Administration and control of the Mark is given to the Burgrave of Nuremberg, the Hohenzollern Friedrich VI, initiating 500 years of Hohenzollern rule in Berlin. At the Council of Constance in 1415, King Sigismund elevates him to the rank of Elector and Margrave of Brandenburg as Friedrich I.
Berlin and Cölln merge to form a single municipality. The elector Friedrich II puts an end to this joint administration in 1442 in the interest of expanding his own powers.
The foundation stone of what will become Berlin’s City Palace is laid on the “Spree island” in Cölln. Construction and reconstruction continue until 1716, when the building takes its final form.
The elector Johann Cicero makes the palace in Cölln the permanent residence of the Brandenburg electors of the Hohenzollerns. Becoming the seat of the ruler boosts the city’s political significance, but also entails a loss of its freedoms.
Berlin and Cölln have a population of around 12,000.

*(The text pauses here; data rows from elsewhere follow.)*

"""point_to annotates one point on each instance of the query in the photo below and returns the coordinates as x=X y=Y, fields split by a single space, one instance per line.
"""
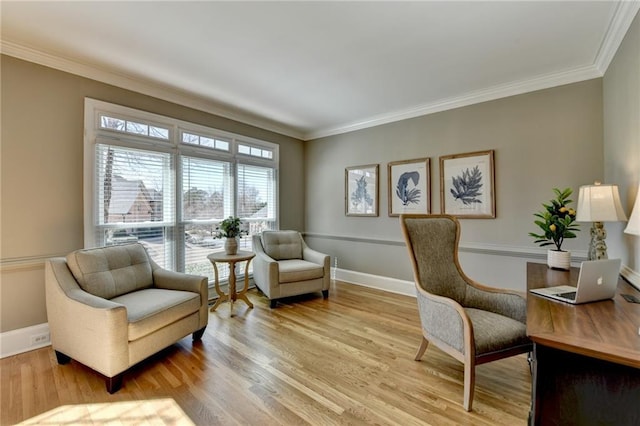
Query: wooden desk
x=232 y=296
x=586 y=358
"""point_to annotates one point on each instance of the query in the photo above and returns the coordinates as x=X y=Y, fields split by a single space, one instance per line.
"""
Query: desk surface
x=605 y=330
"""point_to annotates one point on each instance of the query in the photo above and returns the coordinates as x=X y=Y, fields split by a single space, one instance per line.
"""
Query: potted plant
x=229 y=228
x=557 y=224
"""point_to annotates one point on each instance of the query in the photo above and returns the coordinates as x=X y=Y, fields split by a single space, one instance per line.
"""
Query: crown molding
x=622 y=19
x=145 y=87
x=484 y=95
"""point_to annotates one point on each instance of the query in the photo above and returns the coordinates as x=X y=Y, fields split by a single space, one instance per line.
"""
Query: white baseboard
x=24 y=339
x=392 y=285
x=21 y=340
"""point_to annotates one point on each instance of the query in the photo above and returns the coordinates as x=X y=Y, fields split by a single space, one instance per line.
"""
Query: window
x=168 y=184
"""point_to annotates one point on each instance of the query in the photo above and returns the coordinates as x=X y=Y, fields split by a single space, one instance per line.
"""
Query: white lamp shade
x=633 y=227
x=599 y=203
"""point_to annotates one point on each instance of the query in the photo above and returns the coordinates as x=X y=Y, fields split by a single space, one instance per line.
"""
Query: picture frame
x=409 y=186
x=467 y=185
x=361 y=190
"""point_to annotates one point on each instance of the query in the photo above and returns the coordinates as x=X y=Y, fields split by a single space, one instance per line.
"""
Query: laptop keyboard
x=571 y=295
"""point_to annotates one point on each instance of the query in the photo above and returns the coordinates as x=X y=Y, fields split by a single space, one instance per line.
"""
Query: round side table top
x=224 y=257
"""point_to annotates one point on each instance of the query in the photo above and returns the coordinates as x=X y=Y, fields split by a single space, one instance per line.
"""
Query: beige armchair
x=285 y=266
x=472 y=323
x=110 y=308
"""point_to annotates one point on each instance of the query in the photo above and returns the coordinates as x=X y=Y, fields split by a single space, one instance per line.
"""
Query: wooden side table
x=231 y=259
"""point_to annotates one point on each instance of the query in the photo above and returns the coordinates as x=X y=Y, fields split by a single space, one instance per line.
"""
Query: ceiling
x=312 y=69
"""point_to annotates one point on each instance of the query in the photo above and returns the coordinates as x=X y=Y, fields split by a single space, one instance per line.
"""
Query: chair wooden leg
x=114 y=383
x=197 y=335
x=469 y=384
x=423 y=347
x=62 y=358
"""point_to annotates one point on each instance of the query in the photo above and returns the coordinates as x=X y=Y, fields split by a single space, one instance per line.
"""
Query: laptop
x=598 y=280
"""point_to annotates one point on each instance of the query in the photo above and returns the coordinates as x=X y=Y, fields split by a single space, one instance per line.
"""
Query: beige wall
x=544 y=139
x=41 y=174
x=622 y=140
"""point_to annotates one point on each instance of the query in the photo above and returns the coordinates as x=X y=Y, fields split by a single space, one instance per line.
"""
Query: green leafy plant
x=229 y=228
x=556 y=220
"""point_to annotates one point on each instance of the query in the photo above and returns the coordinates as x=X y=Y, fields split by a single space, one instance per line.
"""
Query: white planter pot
x=231 y=245
x=559 y=259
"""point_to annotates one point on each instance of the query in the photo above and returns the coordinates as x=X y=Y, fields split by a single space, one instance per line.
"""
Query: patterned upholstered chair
x=472 y=323
x=109 y=308
x=285 y=266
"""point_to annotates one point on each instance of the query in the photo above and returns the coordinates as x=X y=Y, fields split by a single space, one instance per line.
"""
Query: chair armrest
x=443 y=319
x=85 y=327
x=507 y=303
x=311 y=255
x=171 y=280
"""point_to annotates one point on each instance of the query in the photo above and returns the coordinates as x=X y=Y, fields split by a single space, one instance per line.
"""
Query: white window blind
x=135 y=198
x=167 y=184
x=207 y=198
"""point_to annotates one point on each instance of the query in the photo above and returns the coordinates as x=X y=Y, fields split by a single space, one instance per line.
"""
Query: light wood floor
x=344 y=360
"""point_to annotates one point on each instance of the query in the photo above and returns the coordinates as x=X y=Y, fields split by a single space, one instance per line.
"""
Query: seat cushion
x=298 y=270
x=494 y=332
x=108 y=272
x=151 y=309
x=282 y=245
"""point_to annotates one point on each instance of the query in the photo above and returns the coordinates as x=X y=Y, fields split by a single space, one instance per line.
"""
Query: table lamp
x=599 y=203
x=633 y=227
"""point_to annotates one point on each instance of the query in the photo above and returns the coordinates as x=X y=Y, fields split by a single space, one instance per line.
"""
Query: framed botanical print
x=467 y=185
x=409 y=186
x=361 y=190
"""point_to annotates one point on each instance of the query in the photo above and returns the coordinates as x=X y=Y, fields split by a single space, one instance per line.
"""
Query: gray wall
x=545 y=139
x=622 y=140
x=41 y=174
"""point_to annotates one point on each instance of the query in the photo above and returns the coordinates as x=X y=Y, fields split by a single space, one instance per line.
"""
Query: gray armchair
x=109 y=308
x=285 y=266
x=472 y=323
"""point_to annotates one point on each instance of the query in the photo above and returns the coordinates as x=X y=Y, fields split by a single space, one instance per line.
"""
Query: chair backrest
x=432 y=241
x=111 y=271
x=282 y=245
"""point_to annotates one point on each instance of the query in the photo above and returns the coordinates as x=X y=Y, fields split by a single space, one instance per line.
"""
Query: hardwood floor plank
x=343 y=360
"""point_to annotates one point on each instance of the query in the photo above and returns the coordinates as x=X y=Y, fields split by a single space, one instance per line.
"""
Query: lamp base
x=597 y=245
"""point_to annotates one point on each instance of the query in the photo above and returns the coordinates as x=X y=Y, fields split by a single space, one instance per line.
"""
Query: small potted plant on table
x=229 y=229
x=557 y=223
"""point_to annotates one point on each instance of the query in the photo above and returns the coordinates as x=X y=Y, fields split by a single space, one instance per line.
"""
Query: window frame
x=95 y=134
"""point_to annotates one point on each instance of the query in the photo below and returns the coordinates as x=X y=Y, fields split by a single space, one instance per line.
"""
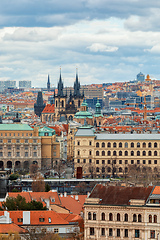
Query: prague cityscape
x=79 y=120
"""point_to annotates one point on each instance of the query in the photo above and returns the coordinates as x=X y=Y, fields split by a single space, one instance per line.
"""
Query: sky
x=106 y=40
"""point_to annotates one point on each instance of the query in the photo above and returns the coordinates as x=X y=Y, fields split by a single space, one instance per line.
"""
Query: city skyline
x=108 y=41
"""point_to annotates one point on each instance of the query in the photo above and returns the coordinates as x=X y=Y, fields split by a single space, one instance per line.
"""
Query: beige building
x=104 y=154
x=122 y=213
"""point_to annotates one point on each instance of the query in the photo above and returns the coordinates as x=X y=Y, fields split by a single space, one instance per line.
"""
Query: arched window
x=89 y=216
x=149 y=153
x=110 y=217
x=138 y=153
x=155 y=144
x=109 y=153
x=126 y=153
x=150 y=218
x=134 y=218
x=126 y=217
x=120 y=153
x=144 y=144
x=144 y=153
x=114 y=153
x=155 y=218
x=97 y=144
x=103 y=216
x=139 y=218
x=118 y=217
x=155 y=153
x=94 y=216
x=149 y=144
x=138 y=144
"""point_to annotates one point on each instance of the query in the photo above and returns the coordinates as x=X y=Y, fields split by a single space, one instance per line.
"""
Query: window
x=126 y=153
x=103 y=153
x=110 y=232
x=150 y=218
x=94 y=216
x=134 y=218
x=92 y=231
x=139 y=218
x=155 y=153
x=138 y=153
x=120 y=153
x=118 y=232
x=110 y=217
x=155 y=144
x=103 y=216
x=155 y=218
x=41 y=219
x=126 y=217
x=109 y=153
x=20 y=219
x=144 y=144
x=126 y=232
x=118 y=217
x=89 y=216
x=103 y=231
x=152 y=233
x=149 y=153
x=144 y=153
x=137 y=233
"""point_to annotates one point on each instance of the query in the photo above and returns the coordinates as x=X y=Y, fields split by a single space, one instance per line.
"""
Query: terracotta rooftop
x=116 y=195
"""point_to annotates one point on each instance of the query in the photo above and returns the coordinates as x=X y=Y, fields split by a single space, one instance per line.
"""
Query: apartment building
x=114 y=212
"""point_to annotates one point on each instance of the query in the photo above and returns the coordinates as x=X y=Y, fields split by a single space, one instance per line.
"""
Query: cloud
x=99 y=47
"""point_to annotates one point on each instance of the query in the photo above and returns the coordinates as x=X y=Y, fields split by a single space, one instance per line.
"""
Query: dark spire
x=77 y=86
x=48 y=84
x=60 y=86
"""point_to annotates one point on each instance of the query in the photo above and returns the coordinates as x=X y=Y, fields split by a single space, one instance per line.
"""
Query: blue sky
x=107 y=40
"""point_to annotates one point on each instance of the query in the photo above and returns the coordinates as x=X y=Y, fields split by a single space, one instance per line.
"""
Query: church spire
x=48 y=84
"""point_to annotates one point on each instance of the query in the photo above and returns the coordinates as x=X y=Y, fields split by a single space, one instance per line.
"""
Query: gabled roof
x=116 y=195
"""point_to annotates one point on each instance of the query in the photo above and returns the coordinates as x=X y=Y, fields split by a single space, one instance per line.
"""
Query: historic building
x=104 y=153
x=114 y=212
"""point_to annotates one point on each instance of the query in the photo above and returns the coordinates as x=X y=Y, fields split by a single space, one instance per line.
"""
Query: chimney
x=26 y=218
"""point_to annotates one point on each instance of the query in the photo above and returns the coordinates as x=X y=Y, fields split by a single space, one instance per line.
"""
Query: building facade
x=107 y=153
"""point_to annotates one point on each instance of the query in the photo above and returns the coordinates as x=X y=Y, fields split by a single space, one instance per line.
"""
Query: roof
x=116 y=195
x=15 y=127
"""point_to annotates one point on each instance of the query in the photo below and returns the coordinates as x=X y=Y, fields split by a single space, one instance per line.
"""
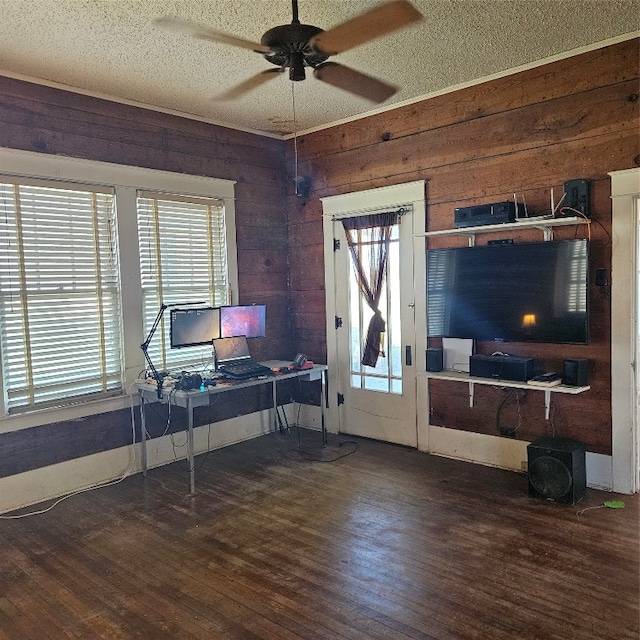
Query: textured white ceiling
x=111 y=48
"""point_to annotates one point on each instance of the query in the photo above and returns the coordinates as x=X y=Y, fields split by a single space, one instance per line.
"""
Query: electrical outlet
x=577 y=196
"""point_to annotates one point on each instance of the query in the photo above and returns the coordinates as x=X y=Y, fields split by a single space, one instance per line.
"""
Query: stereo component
x=557 y=470
x=483 y=214
x=501 y=367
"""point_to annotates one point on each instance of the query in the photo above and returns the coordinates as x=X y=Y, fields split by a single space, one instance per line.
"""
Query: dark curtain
x=375 y=262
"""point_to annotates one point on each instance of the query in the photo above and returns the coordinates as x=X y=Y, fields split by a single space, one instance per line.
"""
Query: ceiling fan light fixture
x=296 y=66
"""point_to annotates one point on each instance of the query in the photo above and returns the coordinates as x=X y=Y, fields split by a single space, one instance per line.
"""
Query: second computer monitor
x=243 y=320
x=194 y=326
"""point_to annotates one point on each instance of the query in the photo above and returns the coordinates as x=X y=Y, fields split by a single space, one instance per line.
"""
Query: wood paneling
x=384 y=544
x=526 y=133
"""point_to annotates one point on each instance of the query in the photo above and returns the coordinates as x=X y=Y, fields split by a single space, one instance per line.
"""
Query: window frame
x=126 y=181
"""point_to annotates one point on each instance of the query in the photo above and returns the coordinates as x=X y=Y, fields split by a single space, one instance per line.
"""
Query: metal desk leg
x=192 y=466
x=274 y=409
x=323 y=393
x=143 y=437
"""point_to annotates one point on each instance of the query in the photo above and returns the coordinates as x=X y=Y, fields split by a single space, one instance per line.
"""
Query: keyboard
x=245 y=370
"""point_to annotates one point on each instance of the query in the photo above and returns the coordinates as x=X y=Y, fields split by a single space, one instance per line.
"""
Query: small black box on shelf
x=435 y=358
x=501 y=367
x=575 y=372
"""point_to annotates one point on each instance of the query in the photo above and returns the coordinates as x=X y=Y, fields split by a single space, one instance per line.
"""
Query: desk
x=197 y=398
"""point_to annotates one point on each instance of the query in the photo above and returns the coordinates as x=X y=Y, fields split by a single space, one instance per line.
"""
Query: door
x=373 y=401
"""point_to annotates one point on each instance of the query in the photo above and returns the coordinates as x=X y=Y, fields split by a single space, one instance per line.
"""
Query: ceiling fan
x=296 y=46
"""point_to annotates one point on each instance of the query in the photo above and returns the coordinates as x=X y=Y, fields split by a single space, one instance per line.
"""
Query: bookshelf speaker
x=575 y=372
x=434 y=359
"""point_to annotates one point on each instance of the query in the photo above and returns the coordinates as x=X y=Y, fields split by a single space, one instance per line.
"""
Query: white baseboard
x=504 y=453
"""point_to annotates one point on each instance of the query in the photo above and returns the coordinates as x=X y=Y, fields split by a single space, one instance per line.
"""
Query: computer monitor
x=194 y=327
x=243 y=320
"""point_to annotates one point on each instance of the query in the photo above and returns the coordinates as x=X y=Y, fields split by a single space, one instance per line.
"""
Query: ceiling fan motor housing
x=289 y=39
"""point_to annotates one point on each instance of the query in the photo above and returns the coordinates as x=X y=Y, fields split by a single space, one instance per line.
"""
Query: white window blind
x=183 y=259
x=60 y=327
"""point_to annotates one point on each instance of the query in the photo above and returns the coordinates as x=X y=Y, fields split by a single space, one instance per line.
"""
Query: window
x=183 y=259
x=88 y=252
x=60 y=317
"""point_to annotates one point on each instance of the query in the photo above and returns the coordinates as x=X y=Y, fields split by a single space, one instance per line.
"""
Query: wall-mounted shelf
x=544 y=224
x=461 y=376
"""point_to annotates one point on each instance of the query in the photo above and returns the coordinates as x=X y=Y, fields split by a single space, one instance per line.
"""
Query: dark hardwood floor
x=384 y=543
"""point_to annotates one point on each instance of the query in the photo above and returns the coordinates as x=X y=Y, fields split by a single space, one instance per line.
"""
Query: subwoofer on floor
x=557 y=470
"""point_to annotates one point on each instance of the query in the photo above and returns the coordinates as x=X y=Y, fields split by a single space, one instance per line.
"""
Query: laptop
x=234 y=361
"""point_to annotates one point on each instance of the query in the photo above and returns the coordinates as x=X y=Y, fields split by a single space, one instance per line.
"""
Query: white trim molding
x=625 y=196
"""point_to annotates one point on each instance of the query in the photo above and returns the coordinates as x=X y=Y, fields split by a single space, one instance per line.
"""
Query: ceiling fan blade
x=205 y=33
x=354 y=81
x=248 y=85
x=379 y=21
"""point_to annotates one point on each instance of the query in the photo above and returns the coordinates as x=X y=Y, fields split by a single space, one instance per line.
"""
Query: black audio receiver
x=482 y=214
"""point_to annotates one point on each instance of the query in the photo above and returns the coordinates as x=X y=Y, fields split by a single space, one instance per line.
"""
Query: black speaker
x=435 y=358
x=557 y=470
x=575 y=372
x=501 y=367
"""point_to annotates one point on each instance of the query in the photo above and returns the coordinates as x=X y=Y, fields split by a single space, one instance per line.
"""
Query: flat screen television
x=248 y=320
x=530 y=292
x=194 y=326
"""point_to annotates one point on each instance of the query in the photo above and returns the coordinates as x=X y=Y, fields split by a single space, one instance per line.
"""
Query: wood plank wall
x=525 y=133
x=52 y=121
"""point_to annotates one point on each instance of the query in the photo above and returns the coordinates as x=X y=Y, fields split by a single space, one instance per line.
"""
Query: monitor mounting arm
x=145 y=346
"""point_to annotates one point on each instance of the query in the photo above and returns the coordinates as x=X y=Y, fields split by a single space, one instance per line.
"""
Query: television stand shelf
x=542 y=223
x=461 y=376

Reformation in Brandenburg: on November 1, for the first time, the elector Joachim II takes communion according to Lutheran rites in Spandau’s St. Nicholas church. The town council and the citizens of Berlin/Cölln follow his example a day later in a public ceremony. In the summer of 1540, the Reformation is made binding by a new church ordinance for all of Brandenburg.
The inn “Zum Nussbaum” opens in Cölln on the southern tip of Fisher Island (Fischerinsel) in a building that was destroyed in 1943. As Berlin’s oldest recorded inn, it is reconstructed from 1986 to 1987 in the Nikolaiviertel.
An avenue is laid out between the City Palace and the Tiergarten, the elector’s hunting preserve west of the city, and is later known as Unter den Linden.
By the end of the Thirty Years’ War, the population of Berlin/Cölln has dropped by half to 6,000.
Until 1683, Berlin and Cölln are built up to create a fortress in the form of a star with 13 bastions. Remains of these fortifications can still be seen near the Märkisches Museum.
Berlin’s Jewish community is founded. By 1700 it has grown to a total of more than a thousand people and 114 families. One year later, the Huguenot community is founded with an initial 100 members. By 1677, the community numbers more than 700.
Friedrich Wilhelm, the Great Elector, issues the Edict of Potsdam. Many of the Huguenots being persecuted in France for their faith move to Berlin and Mark Brandenburg. Starting as early as 1661, the Great Elector issued a number of edicts easing restrictions on immigration for new settlers and people suffering religious persecution.